Comme « un tueur caché », des polluants de l'air peuvent provoquer des cancers du poumon chez des non-fumeurs via un mécanisme dévoilé samedi lors du congrès annuel de la Société européenne d'oncologie médicale (ESMO) qui se tient à Paris jusqu'au 13 septembre.
Présentes dans les gaz d’échappement, la poussière des freins des véhicules ou les fumées de combustibles fossiles, les particules fines (2,5 microns) sont soupçonnées depuis longtemps d'entretenir un lien avec le cancer du poumon. Mais « nous ne savions pas vraiment si cette pollution causait directement le cancer du poumon, ni comment »,a déclaré à l'AFP le Pr Charles Swanton de l'institut Francis-Crick, auteur principal de l'étude présenté lors du congrès.

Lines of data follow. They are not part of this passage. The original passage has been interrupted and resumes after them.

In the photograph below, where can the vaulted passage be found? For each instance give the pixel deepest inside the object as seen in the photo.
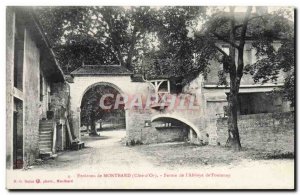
(173, 129)
(94, 117)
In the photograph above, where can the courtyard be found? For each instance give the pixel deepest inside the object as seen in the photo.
(106, 160)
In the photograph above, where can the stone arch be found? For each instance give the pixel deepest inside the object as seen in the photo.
(183, 120)
(99, 83)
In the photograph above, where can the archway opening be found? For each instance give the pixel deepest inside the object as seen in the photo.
(172, 129)
(100, 111)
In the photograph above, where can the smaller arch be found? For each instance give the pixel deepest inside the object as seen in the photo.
(187, 122)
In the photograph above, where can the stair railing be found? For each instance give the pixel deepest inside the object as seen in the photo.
(54, 138)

Dans ce travail, les chercheurs ont d'abord exploré les données de plus de 460 000 habitants de Grande-Bretagne, Corée du Sud et Taiwan, et montré que l’exposition à des concentrations croissantes de particules fines était liée à un risque accru de cancer du poumon. Mais la découverte majeure est celle du mécanisme par lequel ces polluants peuvent déclencher un cancer du poumon chez des non-fumeurs.
Par des études en laboratoire sur des souris, les chercheurs ont montré que les particules provoquaient des changements dans deux gènes (EGFR et KRAS), déjà liés au cancer du poumon.
Ils ont ensuite analysé près de 250 échantillons de tissus pulmonaires humains sains, jamais exposés à des agents cancérogènes du tabac ou à une forte pollution. Des mutations du gène EGFR ont été retrouvées dans 18 % des échantillons, des altérations du KRAS dans 33 %.
Une énigme décryptée
« Seules, ces mutations ne suffisent probablement pas pour conduire au cancer. Mais lorsque vous exposez une cellule à la pollution, cela stimule probablement une sorte de réaction inflammatoire », et si « la cellule héberge une mutation, elle formera un cancer », résume le Pr Swanton. C'est un « décryptage assez déroutant du mécanisme biologique de ce qui était une énigme », reconnaît le chercheur.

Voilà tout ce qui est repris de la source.